[Linaro-mm-sig] [RFC] Synchronizing access to buffers shared with dma-buf between drivers/devices

Thu Jun 7 04:35:16 PDT 2012

> >>> The bigger issue is the previous point about how to deal
> >>> with cases where the CPU doesn't really need to get involved as an
> >>> intermediary.
> >>>
> >>> CPU fallback access to the buffer is the only legit case where we
> >>> need a standardized API to userspace (since CPU access isn't already
> >>> associated w/ some other kernel device file where some extra ioctl
> >>> can be added)
> >>
> >> The CPU case will still need to wait on an arbitrarily backed sync
> >> primitive.  It shouldn't need to know if it's backed by the gpu,
> >> camera, or dsp.
> >
> > Right, this is the one place we definitely need something.. some
> > userspace code would just get passed a dmabuf file descriptor and
> > want to mmap it and do something, without really knowing where it
> > came from.  I *guess* we'll have to add some ioctl's to the dmabuf
> > fd.
> 
> I personally favor having sync primitives have their own anon inode
> vs. strictly coupling them with dma_buf.
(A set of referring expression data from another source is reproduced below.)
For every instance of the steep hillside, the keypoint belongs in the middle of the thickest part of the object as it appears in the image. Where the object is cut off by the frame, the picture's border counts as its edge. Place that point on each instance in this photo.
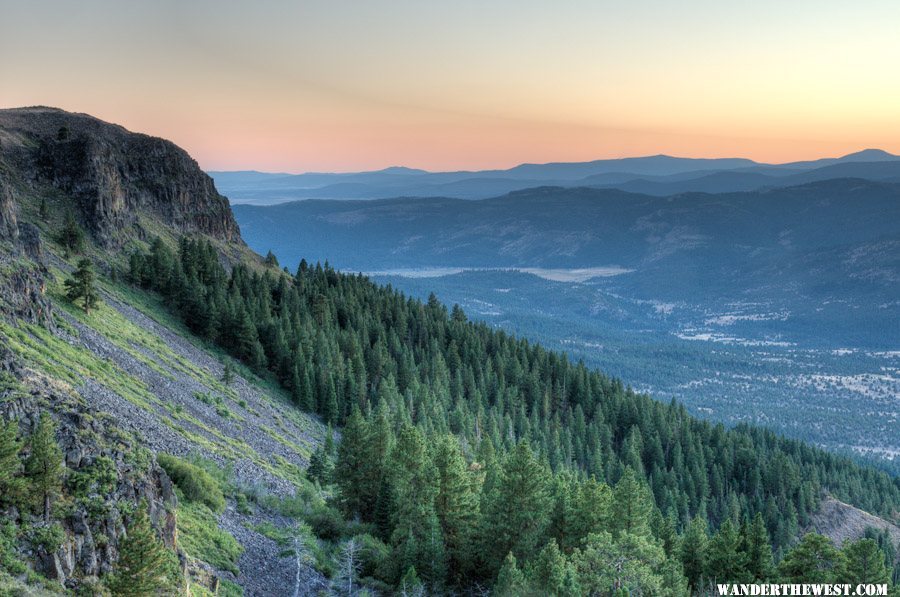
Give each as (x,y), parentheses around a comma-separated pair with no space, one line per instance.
(127,381)
(777,248)
(157,431)
(115,180)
I think this is really the crux of the matter - do we associate sync
objects with buffers or not. The approach ARM are suggesting _is_ to
associate the sync objects with the buffer and do this by adding
kds_resource* as a member of struct dma_buf. The main reason I want
to do this is because it doesn't require changes to existing
interfaces. Specifically, DRM/KMS & v4l2. These user/kernel interfaces
already allow userspace to specify the handle of a buffer the driver
should perform an operation on. What dma_buf has done is allowed those
driver-specific buffer handles to be exported from one driver and
imported into another. While new ioctls have been added to the v4l2 &
DRM interfaces for dma_buf, they have only been to allow the import &
export of driver-specific buffer objects. Once imported as a driver
specific buffer object, existing ioctls are re-used to perform
operations on those buffers (at least this is what PRIME does for DRM,
I'm not so sure about v4l2?). But my point is that no new "page flip
to this dma_buf fd" ioctl has been added to KMS, you use the existing
drm_mode_crtc_page_flip and specify an fb_id which has been imported
from a dma_buf.

If we associate sync objects with buffers, none of those device
specific ioctls which perform operations on buffer objects need to
be modified. It's just that internally, those drivers use kds or
something similar to make sure they don't tread on each other's
toes.

The alternate is to not associate sync objects with buffers and
have them be distinct entities, exposed to userspace. This gives
userpsace more power and flexibility and might allow for use-cases
which an implicit synchronization mechanism can't satisfy - I'd
be curious to know any specifics here. However, every driver which
needs to participate in the synchronization mechanism will need
to have its interface with userspace modified to allow the sync
objects to be passed to the drivers. This seemed like a lot of
work to me, which is why I prefer the implicit approach. However
I don't actually know what work is needed and think it should be
explored. I.e. How much work is it to add explicit sync object
support to the DRM & v4l2 interfaces?

E.g. I believe DRM/GEM's job dispatch API is "in-order"
in which case it might be easy to just add "wait for this fence"
and "signal this fence" ioctls. Seems like vmwgfx already has
something similar to this already? Could this work over having
to specify a list of sync objects to wait on and another list
of sync objects to signal for every operation (exec buf/page
flip)? What about for v4l2?

I guess my other thought is that implicit vs explicit is not
mutually exclusive, though I'd guess there'd be interesting
deadlocks to have to debug if both were in use _at the same
time_. :-)

Cheers,

Tom